L’intervention d’Antoine Nessi est à ce titre d’une belle pertinence. Ses Outils morts , des sculptures coulées en fonte de fer, viennent questionner des idées cruciales du travail, la fonctionnalité et, plus précisément, la maniabilité. Ici, l’outil, dépourvu de sa fonction, perd aussi son nom, il n’a d’outil que le souvenir de ce qu’il symbolise. Sans l’âme qui a présidé à sa conception, sans la main qui lui donne sa raison d’être l’outil meurt quand, de l’autre côté de la salle sont dressées les sculptures Ghost Machines, âmes errantes spectrales de machines qui, dans leur distorsion, leur écoulement, semblent bien avoir vécu.
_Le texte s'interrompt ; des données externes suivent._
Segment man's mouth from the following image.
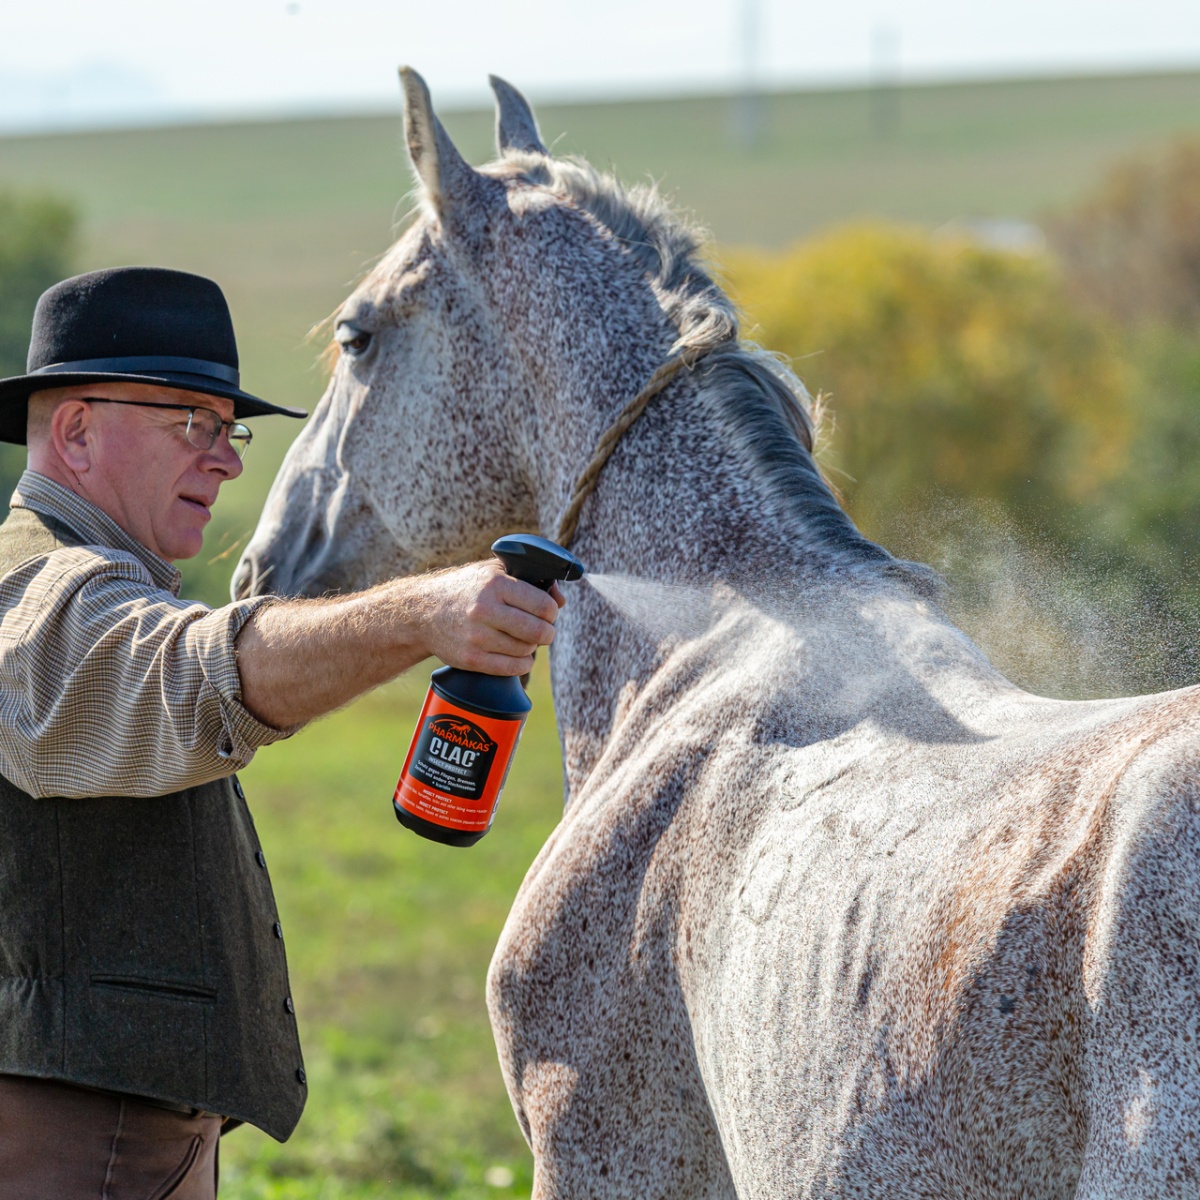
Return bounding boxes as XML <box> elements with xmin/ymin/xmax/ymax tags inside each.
<box><xmin>180</xmin><ymin>495</ymin><xmax>213</xmax><ymax>517</ymax></box>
A l’aune du regard des artistes, c’est ainsi une constellation de problématiques aussi graves qu’intelligentes qui se dévoilent, jusqu’à mettre en jeu la question du travail de l’artiste même, notamment avec l’installation précaire de Laëtitia Badaut Haussmann. En équilibre et déposés comme par mégarde, deux tréteaux jouxtent un câble métallique, réduction symbolique d’un des grands épisodes de l’industrialisation triomphante, lorsque l’équilibriste Philippe Petit réalise une traversée spectaculaire entre les deux tours d’un World Trade Center à peine achevé. Le temps des photographies à la gloire des ouvriers posant fièrement (et souvent mis en scène) sur les cimes de gratte-ciel en construction semble résonner en écho à la belle simplicité formelle de cette œuvre. Incidemment, c’est aussi avec une belle légèreté qu’elle joue sur l’implication et le « travail » proprement dit de l’artiste.
C’est cette même artiste, qui, avec la vidéo And again and again and again , s’attaque à la question du labeur dans la création, révélant ce paradoxe initial ; proprement humain, le travail est tout aussi bien le vecteur de pouvoirs qui peuvent l’aliéner, le rendre esclave comme l’affranchir des contraintes de son corps… Ou s’en inventer d’autres, à l’image de ce danseur, répétant ses gestes en silence, encerclé par le dispositif cinématographique de Laëtitia Badaut Haussmann. En contrepoint, la vidéo de Julien Prévieux aborde, elle, l’irruption d’une nouvelle servitude volontaire en en soulignant toute la complexité. Dans la confrontation de deux points de vue sur une expérience participative sur Internet se dessine cette étrange évolution d’un loisir créatif en travail déguisé, ou comment chaque outil mis à disposition des hommes retrouve invariablement sa fonction de création de valeur.
De cette aporie angoissante, c’est pourtant encore avec Julien Prévieux que s’ouvre l’une des plus belles possibilités de lutte, son « archive des gestes à venir ». Vidéo minimaliste de manipulations d’objets absents, What Shall We Do Next ? dépouille le geste de sa dimension fonctionnelle pour en faire une chorégraphie insensée, dictée par un ordre dont l’absence de résultat achève de faire toute la beauté. En inventant les règles de son propre travail, la main est enfin libre de toute notion d’utilité.